The confusion for Salim, the novel’s main character, happens abruptly when he is seven, and suddenly his father leaves the family and moves into a rented room, with no explanation that his son can understand. Salim and his mother have been abandoned; the culprit is clearly the father. But the boy’s mother continues to cook her husband’s food and take it to him each day. When Salim is eleven, he begins the daily delivery of food to his silent father, seeking an explanation from the morose man, but nothing is forthcoming. About the same time, Salim’s uncle, Amir—his mother’s brother who lives with them—has a sudden rise in expectations, and quite unexpectedly the boy’s mother is pregnant again, leading to the birth of Salim’s sister at a time when he has already entered secondary school.
After Amir has left for Dublin for diplomatic studies, and later become a diplomat, Salim learns that his mother has had an affair with Amir’s wife’s brother (an important man in the government). Soon, Amir brings Salim to London to live with him and his family, in order to provide a British education for the boy. Before Salim departs, his father says to him, “Keep your ear close to your heart,” a remark that the boy does not understand.
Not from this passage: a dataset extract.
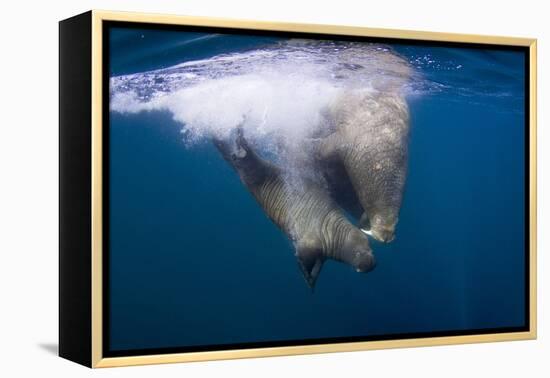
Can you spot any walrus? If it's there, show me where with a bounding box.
[213,128,375,289]
[316,90,409,242]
But he does realize that his father did not abandon them. He left because of his wife’s unfaithfulness. The secret of his father’s departure has been revealed as the opposite of what he has always believed. The mother was the unfaithful party.
London initially intimidates Salim. He is expected to study business, which he finds uninteresting. In his second year, he fails most of his courses and confesses to his uncle that he is interested in switching majors to literature. That confession leads to his expulsion from Amir’s household. Abruptly, Salim is on his own, after shifting his studies to Brighton. His grades improve and as he becomes more comfortable with life in Britain, he begins to have serious relationships with women. All along, he remains obsessed his father, whom he learns has moved to Kuala Lampur, in order to be with a relative. Salim fears that he will never see his father again. His letters to his mother become less frequent than they were when he first arrived in Britain.
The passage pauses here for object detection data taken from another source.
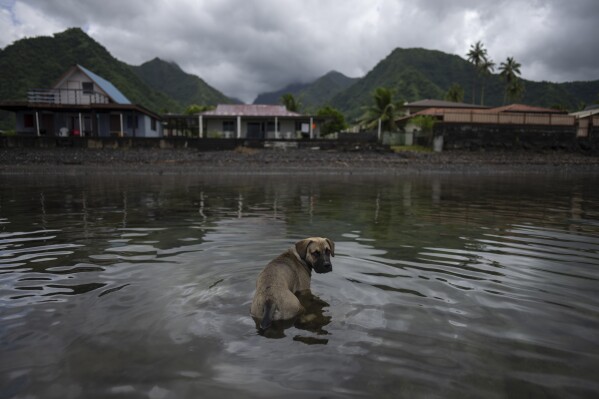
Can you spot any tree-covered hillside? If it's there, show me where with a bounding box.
[254,71,358,108]
[132,58,234,105]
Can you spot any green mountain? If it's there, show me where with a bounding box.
[0,28,232,129]
[254,71,358,112]
[254,83,309,105]
[331,48,599,120]
[131,58,234,105]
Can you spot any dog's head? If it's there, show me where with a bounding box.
[295,237,335,273]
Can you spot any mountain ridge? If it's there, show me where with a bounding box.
[0,28,599,128]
One of Salim’s relationships is particularly unsettling because it recalls his mother’s unfaithfulness to his father. He falls in love with a woman who is partly Indian, and when her parents prohibit the relationship to continue and she follows their orders, his sense that women are unpredictable and unreliable is reinforced. That is also true of at least one other relationship he has with a woman. Soon, he becomes a bit of a hermit, just like his father. Then, quickly, Salim receives word that his mother has died and his father has left Kuala Lampur and returned to Zanzibar.
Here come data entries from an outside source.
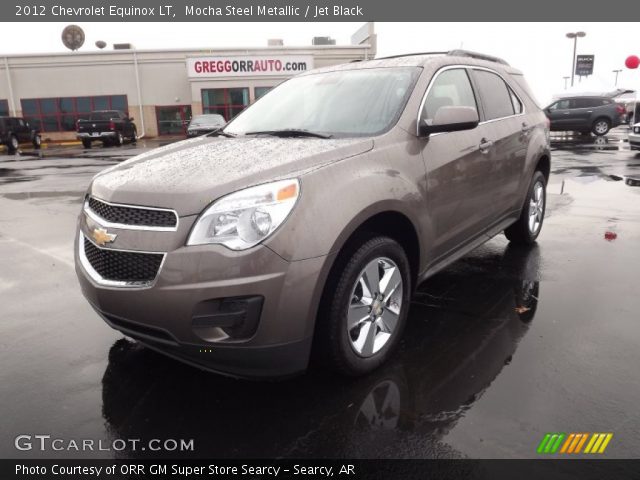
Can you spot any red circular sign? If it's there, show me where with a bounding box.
[624,55,640,69]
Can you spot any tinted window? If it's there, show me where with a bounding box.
[254,87,273,100]
[571,98,602,108]
[549,100,570,110]
[422,68,478,120]
[509,89,524,113]
[473,70,514,120]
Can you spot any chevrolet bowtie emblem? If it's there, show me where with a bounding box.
[91,228,118,246]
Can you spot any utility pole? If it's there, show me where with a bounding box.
[567,32,587,87]
[612,69,622,87]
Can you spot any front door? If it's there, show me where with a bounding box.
[420,68,493,259]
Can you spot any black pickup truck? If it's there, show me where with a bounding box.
[0,117,40,153]
[77,110,138,148]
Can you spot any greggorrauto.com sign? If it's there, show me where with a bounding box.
[187,55,313,77]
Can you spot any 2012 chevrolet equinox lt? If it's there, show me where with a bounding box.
[75,51,550,377]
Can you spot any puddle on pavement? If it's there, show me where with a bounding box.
[97,245,541,458]
[0,191,84,203]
This is where the story becomes, once again, deeply moving in its final revelations, because Salim decides to make a month’s long trip to Zanzibar to see his sister, who is now an adult, and (more importantly) seek out his father. The nightly conversations with his father restore Salim’s love for the old man, even as he understands that his home is not Zanzibar but Britain. Salim tells his father, “The whole world ends up in London somehow…. The British never left anyone in peace and squeezed everything good out of everybody and took it home, and now a bedraggled lot of niggers and turks have come to share in it.” The statement reiterates several of the most prescient issues of Gurnah’s novels: the empire has struck back; it’s payback time for the once Colonial power; both have lost their cultural identity.